Sia Dipace che Palmieri hanno ricordato che, a loro giudizio, la procedura individuata dai magistrati di Palermo per le intercettazioni indirette che hanno coinvolto Giorgio Napolitano, ossia l’udienza stralcio di fronte al gip e alla presenza delle parti, “esponeva al rischio che quelle comunicazioni fossero rese pubbliche” violando “il principio della loro riservatezza”. Secondo l’avvocatura generale la strada per la distruzione delle registrazioni è indicata dall’art. 217 del codice di procedura penale sulle intercettazioni vietate, in base al quale “il giudice decide senza contraddittorio”, – hanno osservato i legati del Colle – con “l’obbligo che la loro distruzione debba avvenire senza possibile divulgazione” dei contenuti.
La Procura di Palermo. “Non è il caso attuale, è solo un’ipotesi, ma se venisse intercettata casualmente una conversazione del Capo dello Stato dalle quale si evince che sta ordendo un colpo di stato, la Procura cosa dovrebbe fare? Distruggere i file?
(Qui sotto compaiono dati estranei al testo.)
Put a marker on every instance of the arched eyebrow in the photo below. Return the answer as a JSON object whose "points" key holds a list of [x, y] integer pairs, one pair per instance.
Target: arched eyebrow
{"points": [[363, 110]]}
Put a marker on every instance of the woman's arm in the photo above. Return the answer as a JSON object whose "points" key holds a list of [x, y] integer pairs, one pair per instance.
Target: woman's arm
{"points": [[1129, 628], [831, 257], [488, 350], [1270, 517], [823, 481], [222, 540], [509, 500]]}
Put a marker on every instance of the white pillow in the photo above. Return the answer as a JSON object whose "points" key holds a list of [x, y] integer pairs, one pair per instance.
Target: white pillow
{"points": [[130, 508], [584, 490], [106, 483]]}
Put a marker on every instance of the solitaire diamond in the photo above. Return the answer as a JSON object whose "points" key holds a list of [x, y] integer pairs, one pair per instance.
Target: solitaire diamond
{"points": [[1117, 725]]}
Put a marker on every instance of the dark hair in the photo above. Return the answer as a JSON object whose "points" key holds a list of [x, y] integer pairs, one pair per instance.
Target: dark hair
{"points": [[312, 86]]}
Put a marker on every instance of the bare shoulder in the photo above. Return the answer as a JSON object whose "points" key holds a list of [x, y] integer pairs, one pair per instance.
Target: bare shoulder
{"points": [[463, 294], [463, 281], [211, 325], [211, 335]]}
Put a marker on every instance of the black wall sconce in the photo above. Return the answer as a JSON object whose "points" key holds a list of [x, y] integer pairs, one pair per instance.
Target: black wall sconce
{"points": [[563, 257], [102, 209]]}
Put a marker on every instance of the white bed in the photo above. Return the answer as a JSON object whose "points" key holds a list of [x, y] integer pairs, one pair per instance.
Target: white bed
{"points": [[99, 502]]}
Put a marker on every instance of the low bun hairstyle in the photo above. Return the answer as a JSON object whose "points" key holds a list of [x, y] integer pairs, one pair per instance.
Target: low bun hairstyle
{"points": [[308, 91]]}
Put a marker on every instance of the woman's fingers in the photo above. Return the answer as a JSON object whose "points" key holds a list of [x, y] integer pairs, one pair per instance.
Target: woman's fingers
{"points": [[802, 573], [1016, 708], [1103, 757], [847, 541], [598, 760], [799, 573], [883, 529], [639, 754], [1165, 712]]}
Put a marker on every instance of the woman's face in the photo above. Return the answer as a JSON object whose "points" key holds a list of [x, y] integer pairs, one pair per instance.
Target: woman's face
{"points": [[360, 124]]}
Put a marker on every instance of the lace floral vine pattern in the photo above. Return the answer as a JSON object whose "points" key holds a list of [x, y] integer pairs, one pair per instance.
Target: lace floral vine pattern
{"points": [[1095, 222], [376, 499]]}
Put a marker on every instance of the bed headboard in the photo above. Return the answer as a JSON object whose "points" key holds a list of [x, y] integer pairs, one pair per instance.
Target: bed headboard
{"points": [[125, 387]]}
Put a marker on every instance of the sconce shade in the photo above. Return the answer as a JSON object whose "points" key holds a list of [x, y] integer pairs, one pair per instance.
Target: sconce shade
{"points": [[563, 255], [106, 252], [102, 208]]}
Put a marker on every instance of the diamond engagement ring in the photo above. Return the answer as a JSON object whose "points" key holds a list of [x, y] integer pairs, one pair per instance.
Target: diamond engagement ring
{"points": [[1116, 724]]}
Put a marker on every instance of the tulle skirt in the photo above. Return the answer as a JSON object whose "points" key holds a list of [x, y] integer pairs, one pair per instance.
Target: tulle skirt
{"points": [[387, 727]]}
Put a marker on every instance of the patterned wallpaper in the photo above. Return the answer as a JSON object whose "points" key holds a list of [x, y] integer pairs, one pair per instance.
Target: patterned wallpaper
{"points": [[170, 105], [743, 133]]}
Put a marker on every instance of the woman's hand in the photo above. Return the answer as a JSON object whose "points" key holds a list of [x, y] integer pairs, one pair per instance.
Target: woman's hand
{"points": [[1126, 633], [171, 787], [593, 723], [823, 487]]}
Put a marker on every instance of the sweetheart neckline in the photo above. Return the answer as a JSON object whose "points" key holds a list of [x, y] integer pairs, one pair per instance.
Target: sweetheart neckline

Distruggere le intercettazioni?” E’ il quesito che Alessandro Pace, uno dei legali della Procura di Palermo nel conflitto d’attribuzione con il Quirinale, ha posto nel corso del suo intervento nell’udienza di fronte ai giudici costituzionali.
Un quesito al quale ne ha aggiunto un altro: “Il ricorso dell’avvocatura dello Stato – ha detto Pace – prospetta un surplus di garanzia per il Presidente della Repubblica legato alla sua carica, anche se l’Avvocatura non ha usato il termine surplus perché sarebbe stato un autogol”, ha aggiunto. “Ma bisogna chiedersi – ha sottolineato Pace – perché di questo surplus non debbano godere anche il presidente del Consiglio e i ministri, che rispetto al Capo dello Stato hanno poteri attivi.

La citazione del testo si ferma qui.